May 2, 2014 3 comments

This month sees a glut of amazing stargazing sights in the night sky, even as the days lengthen towards summer.

Saturn, image by Kenneth Crawford and Michael A. Mayda

Saturn as it might look through a large telescope, image by Kenneth Crawford and Michael A. Mayda

Saturn is coming to opposition this month (10 May) meaning it shines in the sky all night long throughout the month. A small telescope (even a pair of binoculars on a tripod) will show Saturn’s beautiful rings and one of its moons.

Mars is even brighter than Saturn, shining a soft orange colour in the constellation of Virgo, near the bright star Spica.

Jupiter is still an evening object although it sets in the west around 1am.

There’s the possibility of a spectacular new meteor shower on 23/34 May as the Earth passes through the dust trail of comet 209P/Linear.

And May sees the start of the noctilucent cloud season, where these elusive high-altitude begin to shine in deep twilight.

Full moon this month is on 14 May, when the Moon will sit near Saturn.

Noctilucent Clouds

May 22, 2012 3 comments

It’s Noctilucent Cloud season here in the northern hemisphere. These rare clouds – the name means “night-shining” – only appear in the sky at specific times of night and times of year, and the next three months (mid-May till mid-August) are the best time for northern stargazers to spot them (southern stargazers get a chance between mid-November and mid-February).

These high thin clouds are seen in deep twilight, and as the name suggests they look lit up, as indeed they are.

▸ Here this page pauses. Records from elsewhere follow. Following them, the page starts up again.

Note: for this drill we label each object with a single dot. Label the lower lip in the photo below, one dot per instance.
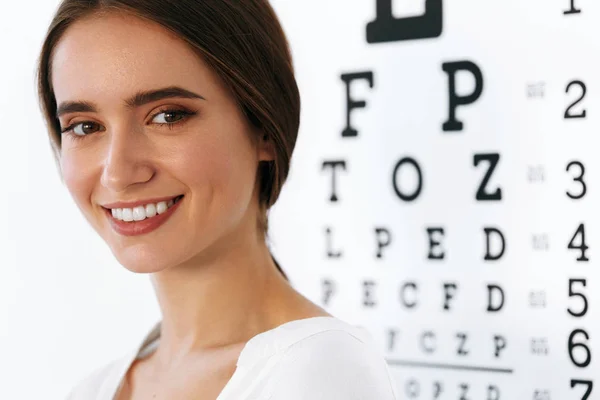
(135, 228)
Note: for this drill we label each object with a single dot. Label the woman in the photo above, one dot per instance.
(173, 124)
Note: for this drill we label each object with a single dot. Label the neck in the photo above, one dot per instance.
(224, 296)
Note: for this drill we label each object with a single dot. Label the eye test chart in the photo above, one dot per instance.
(444, 189)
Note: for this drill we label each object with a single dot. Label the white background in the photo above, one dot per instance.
(61, 291)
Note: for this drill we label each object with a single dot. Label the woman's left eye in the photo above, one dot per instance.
(171, 117)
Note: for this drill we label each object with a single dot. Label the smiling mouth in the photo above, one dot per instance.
(142, 212)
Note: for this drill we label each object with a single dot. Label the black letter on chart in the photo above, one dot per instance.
(387, 28)
(573, 9)
(385, 242)
(499, 345)
(482, 193)
(428, 342)
(334, 165)
(462, 337)
(330, 252)
(405, 302)
(488, 255)
(350, 103)
(452, 124)
(449, 292)
(328, 289)
(367, 300)
(495, 307)
(465, 388)
(493, 392)
(417, 192)
(433, 243)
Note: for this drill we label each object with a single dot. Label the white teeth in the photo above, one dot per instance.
(127, 214)
(161, 207)
(140, 213)
(150, 210)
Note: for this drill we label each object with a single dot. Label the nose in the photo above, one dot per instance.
(127, 160)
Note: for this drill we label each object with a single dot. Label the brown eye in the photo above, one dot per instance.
(170, 116)
(84, 128)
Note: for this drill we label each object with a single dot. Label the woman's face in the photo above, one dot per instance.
(120, 152)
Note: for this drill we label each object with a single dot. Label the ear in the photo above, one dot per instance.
(266, 148)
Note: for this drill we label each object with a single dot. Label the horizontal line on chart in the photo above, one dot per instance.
(424, 364)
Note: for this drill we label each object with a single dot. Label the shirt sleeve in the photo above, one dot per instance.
(331, 365)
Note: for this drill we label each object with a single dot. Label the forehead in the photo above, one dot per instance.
(114, 55)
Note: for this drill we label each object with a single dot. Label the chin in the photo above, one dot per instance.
(143, 262)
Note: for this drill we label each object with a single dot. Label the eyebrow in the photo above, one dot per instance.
(138, 99)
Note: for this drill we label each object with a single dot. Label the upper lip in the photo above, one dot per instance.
(132, 204)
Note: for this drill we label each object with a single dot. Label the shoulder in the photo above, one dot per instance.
(96, 381)
(331, 364)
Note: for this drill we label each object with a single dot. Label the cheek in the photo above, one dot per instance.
(78, 178)
(223, 165)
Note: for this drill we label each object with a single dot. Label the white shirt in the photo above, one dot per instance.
(318, 358)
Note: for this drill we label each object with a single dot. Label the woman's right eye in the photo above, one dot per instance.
(81, 128)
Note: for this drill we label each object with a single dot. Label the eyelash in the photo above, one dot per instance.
(185, 113)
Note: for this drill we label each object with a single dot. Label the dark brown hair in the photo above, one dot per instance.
(241, 40)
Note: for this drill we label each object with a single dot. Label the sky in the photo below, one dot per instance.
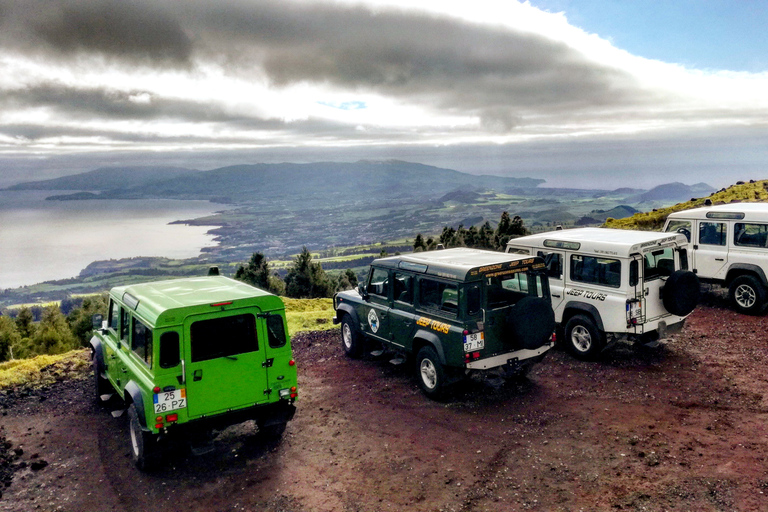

When the Sun is between 6 and 16° below the horizon, that is during nautical twilight and much of astronomical twilight, its light can still shine on these high clouds, floating 80km up in the atmosphere. Check out your twilight times and head outside on a clear night to try and spot them.

In addition to these restrictions in time only stargazers between 50° and 65°N can see them. That’s most all of the UK, so we’re ideally placed for hunting NLCs.

No one’s quite sure why they form, and indeed they weren’t seen (or at least weren’t reported) before 1885, and so there is some suggestion that they’re linked with man-made climate change. Whatever the case they are beautiful clouds to see, so take the chance over the next few months.